In May 2020, upon analysing the monthly reports provided by Mobile UK, the ICO ascertained that between 1 November 2019 and 18 May 2020 there were a total of 13 complaints received from which Tempcover could be identified, 12 of these were made via the 7726 service and 1 was made directly to the Commissioner. Accordingly, the ICO initiated an investigation against Tempcover.

Enforcement Action

The ICO concluded that between 26th May 2019 and 26th May 2020 subscribers had received 29,970,419 unsolicited direct marketing messages that were sent by Tempcover. These messages were a breach of the Privacy and Electronic Communications Regulations 2003 (PECR).

In order for Tempcover to comply with its obligations under PECR, Tempcover should have either held valid opt-in consent, or relied on the soft opt-in mechanism under PECR which permits the marketing of similar goods and services, provided customers are given the ability to opt-out of that marketing. By failing to provide an opportunity of opting out from direct marketing and making the agreement to marketing a condition of service, it cannot be said that the consent obtained by Tempcover from the subscribers was "freely given" nor could Tempcover rely on the soft-opt in mechanism.

This breach of PECR was considered to be serious due to the high number of messages which were sent. However, the ICO concluded that Tempcover did not deliberately set out to contravene the PECR. Nevertheless, Tempcover was considered to be negligent as "Tempcover knew or ought reasonably to have known that there were risks inherent in its direct marketing activities, given that during the investigation the Commissioner was provided with copies of Tempcover's own training materials which made specific reference to PECR, and the need for compliance with this legislation". The ICO concluded that Tempcover "failed to take reasonable steps to prevent the contraventions".

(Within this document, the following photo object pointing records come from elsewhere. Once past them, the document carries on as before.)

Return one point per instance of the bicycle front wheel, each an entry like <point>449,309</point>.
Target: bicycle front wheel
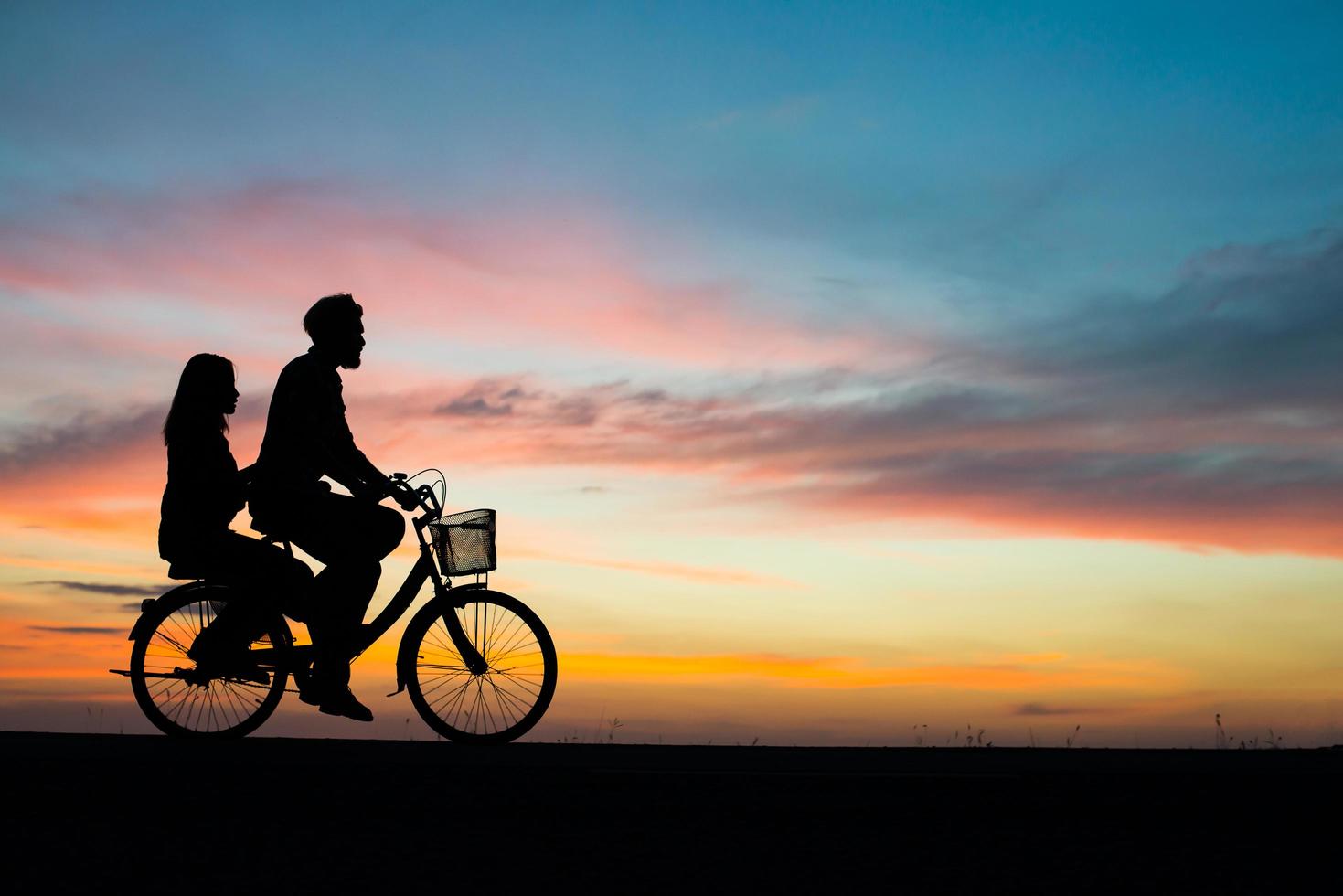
<point>500,704</point>
<point>183,700</point>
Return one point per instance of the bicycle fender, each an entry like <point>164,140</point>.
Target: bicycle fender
<point>149,603</point>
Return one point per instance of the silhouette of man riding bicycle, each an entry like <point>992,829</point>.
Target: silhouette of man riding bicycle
<point>214,657</point>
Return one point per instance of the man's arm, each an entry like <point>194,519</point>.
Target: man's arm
<point>349,466</point>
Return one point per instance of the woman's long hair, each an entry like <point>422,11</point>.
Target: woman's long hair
<point>195,407</point>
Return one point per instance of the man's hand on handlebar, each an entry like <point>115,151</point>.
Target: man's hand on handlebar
<point>401,492</point>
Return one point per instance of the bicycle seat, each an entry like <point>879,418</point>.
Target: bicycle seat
<point>184,571</point>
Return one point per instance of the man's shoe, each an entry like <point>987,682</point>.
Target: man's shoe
<point>343,703</point>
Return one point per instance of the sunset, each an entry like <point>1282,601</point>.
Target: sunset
<point>837,379</point>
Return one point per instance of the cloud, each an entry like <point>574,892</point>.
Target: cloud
<point>112,589</point>
<point>556,278</point>
<point>1044,709</point>
<point>82,437</point>
<point>466,406</point>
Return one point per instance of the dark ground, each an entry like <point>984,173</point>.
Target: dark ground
<point>151,815</point>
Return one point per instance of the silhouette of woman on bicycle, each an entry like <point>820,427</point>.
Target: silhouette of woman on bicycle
<point>205,492</point>
<point>212,657</point>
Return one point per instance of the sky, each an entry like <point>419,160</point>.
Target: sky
<point>841,375</point>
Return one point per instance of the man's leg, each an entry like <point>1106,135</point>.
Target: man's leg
<point>351,536</point>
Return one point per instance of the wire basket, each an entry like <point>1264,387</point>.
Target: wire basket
<point>465,541</point>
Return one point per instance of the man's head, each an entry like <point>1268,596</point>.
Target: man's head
<point>336,326</point>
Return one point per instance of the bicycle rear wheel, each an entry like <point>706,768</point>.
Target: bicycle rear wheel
<point>180,699</point>
<point>503,703</point>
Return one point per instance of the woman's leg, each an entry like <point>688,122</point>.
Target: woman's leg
<point>262,575</point>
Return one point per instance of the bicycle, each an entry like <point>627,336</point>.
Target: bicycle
<point>478,664</point>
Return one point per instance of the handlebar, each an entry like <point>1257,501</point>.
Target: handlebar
<point>415,498</point>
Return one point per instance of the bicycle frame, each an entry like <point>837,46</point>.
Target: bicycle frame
<point>426,567</point>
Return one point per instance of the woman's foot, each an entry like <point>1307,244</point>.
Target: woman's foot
<point>343,703</point>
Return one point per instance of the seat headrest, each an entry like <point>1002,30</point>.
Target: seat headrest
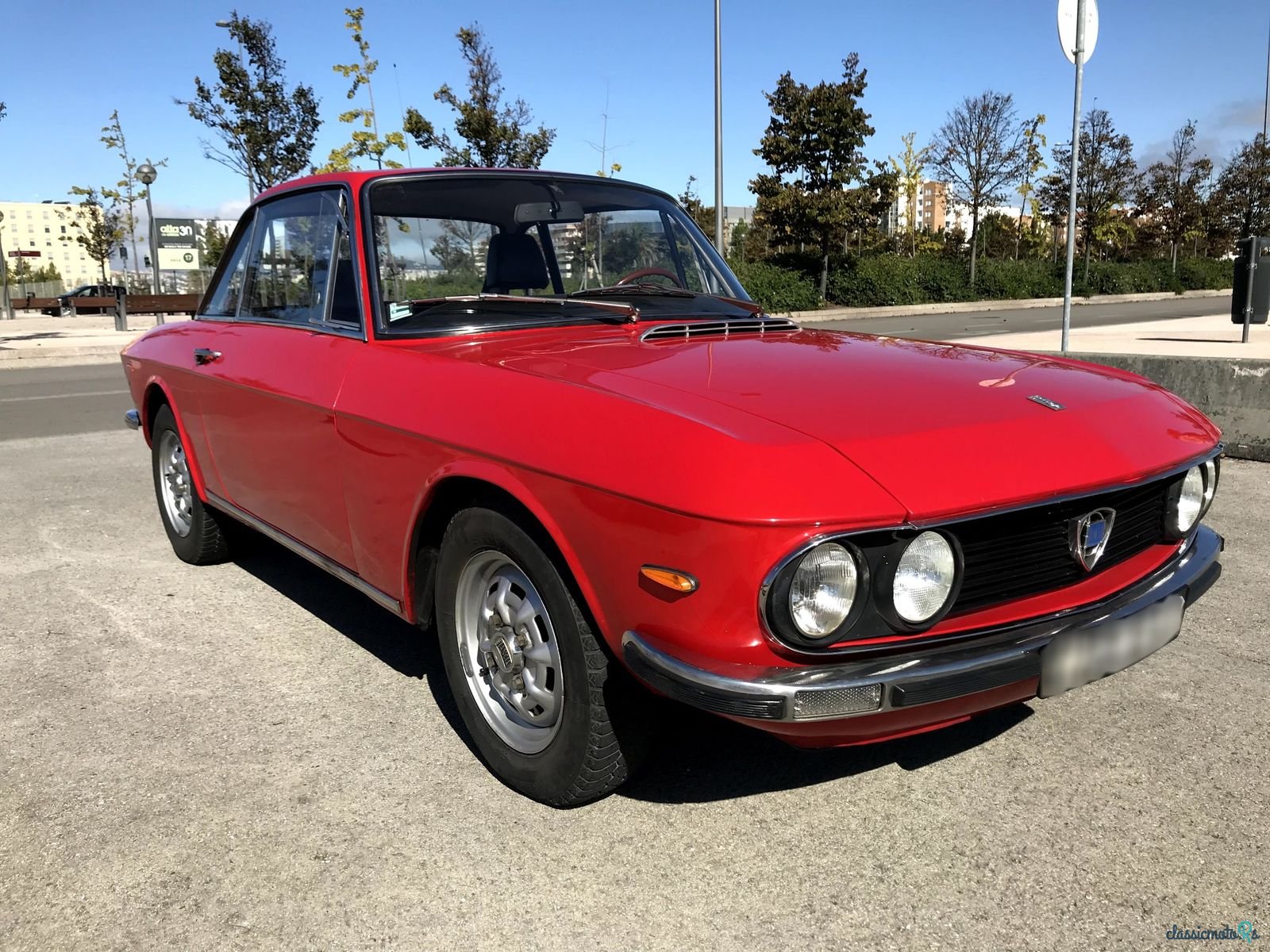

The ICO considered that an aggravating factor in the decision to fine Tempcover was it having financially benefit from the messages, but also ta mitigating factor was that it had incorporated new mechanisms which allow subscribers to opt out of direct marketing at the point which consent is obtained.


This enforcement action demonstrates the ICO'S willingness of imposing fines on organisations who may or may not know that they are engaging in unsolicited marketing. This case is an example of a fine that could have been avoided. The ICO acknowledged that it was open to Tempcover to rely on the soft opt-in mechanism under PECR as it was marketing similar goods and services. However, unfortunately in this case, the ability to opt-out was not provided and therefore the soft opt-in could not apply.